Difference between authentication and identification [Crypto and Security perspective]

In the context of communications through a network, an identity is equivalent to the knowledge of a specific piece of data: summarily said, from the outside, what you can know of a given entity from the outside consists exclusively in what bytes that entity emits, i.e. what it can compute. Since everybody can buy the same kind of PC, differences in computing abilities ultimately lie in what the entities know. E.g. you are different from me, from the StackExchange point of view, only in that you know the password to the 'Jus12' account, and I do not, while I know the password of the 'Tom Leek' account, and you do not.

Identification is about making sure that a given entity is involved and somehow 'active'. For instance, the StackExchange server can make sure that I am alive and kicking by challenging me (my computer) with showing my password. Note that the StackExchange server (actually, another server because they use an indirect scheme, but that's a technicality) also knows my password, so when the SE challenge is successfully responded to, the SE server only knows that, at the other end of the line, operates an entity which is either me or the SE server itself. Identification protocols must take care to avoid or at least reliably detect the occurrence of a server induced to talk to itself by a crafty ill-intentioned individual (hereafter designated by the generic term 'attacker').

Identification, as itself, is quite useless. What the SE server wants to know is not that I, Tom Leek, exists and is awake; the SE server is quite persuaded of that, and does not care. What the SE server wants is to make sure that I approve of the HTTP requests that I am going to issue. They want authentication: that's identification applied to some other data. Thus, identification is useful insofar as it can be believed to apply to a bunch of data, which then as a "verified" provenance. The link between the identity and the data must be resilient with regards to the outrages that the attacker may inflict on the data. In the case of StackExchange, the attacker is supposed to be fairly weak, because integrity of an HTTP request is assumed: the identification part becomes a cookie, as part of a HTTP request, and the SE server just assumes that the attacker cannot alter the request or the cookie, or copy the cookie and graft it upon a new phony HTTP request.

More thorough authentication usually uses a cryptographically strong linkage, e.g. a SSL/TLS tunnel (often as part of HTTPS). The cryptographic properties of the tunnel imply that the server can be sure that it will be talking to the same entity throughout the SSL session; moreover, the server assumes that the user will not play any identification protocol related to his account password unless this happens over a SSL tunnel in which the server is duly authenticated (that is, the client is sure that it talks to the right server -- that's what the server certificate is about -- and that whatever data it send will go to that server only, so it is authentication). Under these conditions, if the server can identify me within that tunnel, then the identification covers whatever data is sent through the tunnel afterwards: the tunnel is the link between identification and data, so this is authentication.

Non-repudiation is a characteristic of some authentication protocols, in which the link between identity and data can be verified not only by whoever is, interactively, at the other end of the line, but also by an ulterior third party, for instance a judge. Password-based schemes do not normally offer that property, because whoever verifies the password must also know it more or less directly, and thus could frame the alleged emitter. Non-repudiation requires mathematics. Note that, in a SSL tunnel, the client authenticates the server through its certificate, which is full of asymmetric cryptography, but this does not grant non-repudiation: the client is sure that whatever data it receives from the server really comes from the server, but there is nothing that the client could record, which would convince a judge that the server really sent that data. To get non-repudiation, you need digital signatures. Without non-repudiation, one can get authentication with algorithms known as Message Authentication Codes, which are computationally lighter. Confusingly, there is a widespread (but incorrect) tradition of calling MAC "signatures".

Summary:

  • Identification: the specific entity E is involved and responding.
  • Integrity: whatever piece of data was received has been sent as-is by some entity E' and was not altered.
  • Authentication: identification and integrity at the same time (E = E').
  • Non-repudiation: authentication that can convince a judge.

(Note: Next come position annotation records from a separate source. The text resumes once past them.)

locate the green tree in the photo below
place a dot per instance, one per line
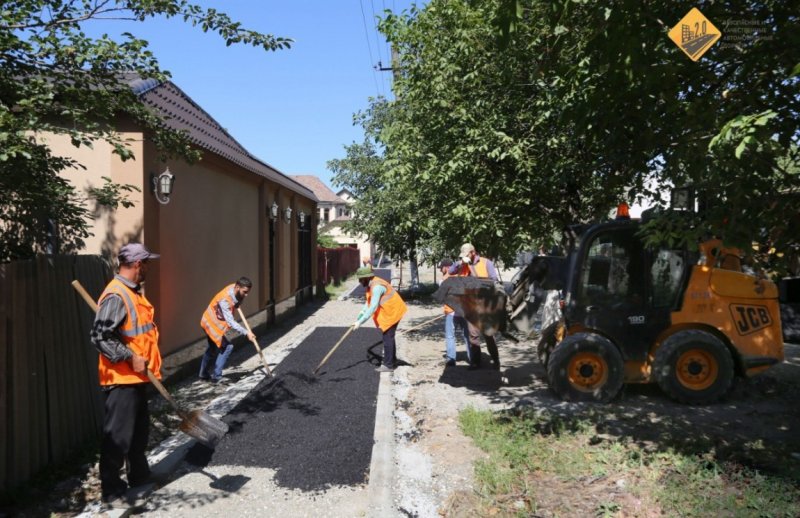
(54, 78)
(326, 241)
(514, 118)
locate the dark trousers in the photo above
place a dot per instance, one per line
(126, 427)
(389, 347)
(475, 336)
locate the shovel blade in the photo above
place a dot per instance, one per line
(205, 429)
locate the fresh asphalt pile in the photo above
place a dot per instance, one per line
(314, 431)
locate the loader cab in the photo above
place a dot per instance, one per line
(621, 290)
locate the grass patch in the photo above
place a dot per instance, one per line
(554, 466)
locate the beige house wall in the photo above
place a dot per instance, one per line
(365, 247)
(213, 230)
(110, 228)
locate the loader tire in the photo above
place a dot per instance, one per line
(585, 367)
(694, 367)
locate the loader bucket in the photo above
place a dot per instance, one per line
(482, 302)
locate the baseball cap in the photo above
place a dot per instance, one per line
(364, 272)
(133, 252)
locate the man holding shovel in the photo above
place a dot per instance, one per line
(216, 321)
(386, 308)
(125, 334)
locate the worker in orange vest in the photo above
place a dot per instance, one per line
(386, 308)
(476, 266)
(217, 319)
(452, 321)
(125, 334)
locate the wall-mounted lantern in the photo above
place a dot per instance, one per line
(162, 185)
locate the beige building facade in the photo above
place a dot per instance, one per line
(229, 215)
(334, 210)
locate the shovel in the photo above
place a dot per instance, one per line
(255, 343)
(205, 429)
(333, 349)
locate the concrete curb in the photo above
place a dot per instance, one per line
(381, 468)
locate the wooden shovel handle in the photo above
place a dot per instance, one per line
(152, 377)
(333, 349)
(255, 343)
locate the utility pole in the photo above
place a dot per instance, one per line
(412, 253)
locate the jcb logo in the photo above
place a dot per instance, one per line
(749, 319)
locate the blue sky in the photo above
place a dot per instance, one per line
(291, 108)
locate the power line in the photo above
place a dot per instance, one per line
(369, 48)
(375, 21)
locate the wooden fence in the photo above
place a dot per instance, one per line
(334, 264)
(50, 404)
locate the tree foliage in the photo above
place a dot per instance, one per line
(514, 118)
(54, 78)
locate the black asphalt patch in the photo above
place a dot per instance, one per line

Identification is a way to describe the principal, e.g. username, email, First + Last name, etc. The principal is the user.

Authentication is a way to prove that the principal is who they say they are.

So for instance when I log into a system I identify myself with my username (Hi, I'm SteveS), and I authenticate myself by providing a password only I know and the system can validate (I'm SteveS because my password is "foo").

A good real world example is the use of drivers licenses. I can stick a name tag on my shirt and identify that I'm Joe, but if someone needed proof that I'm Joe, I show them my drivers license. Authentication is done by comparing the photo on the license to the person.


My answer is short, but this is how I always read the two.

Identifying is saying "I'm Joe Schmoe!" Authenticating is proving it with something (password, birth certificate, DNA results).

In IT, we need each persone to have seperate IDs so we can properly identify them and assign them rights (I'm Joe Schmoe! Me too! Me three! but we don't all need the same access). We also need people to prove they are who they claim to be by authenticating themselves (remember the three factors of authentication, something you know, have, or are).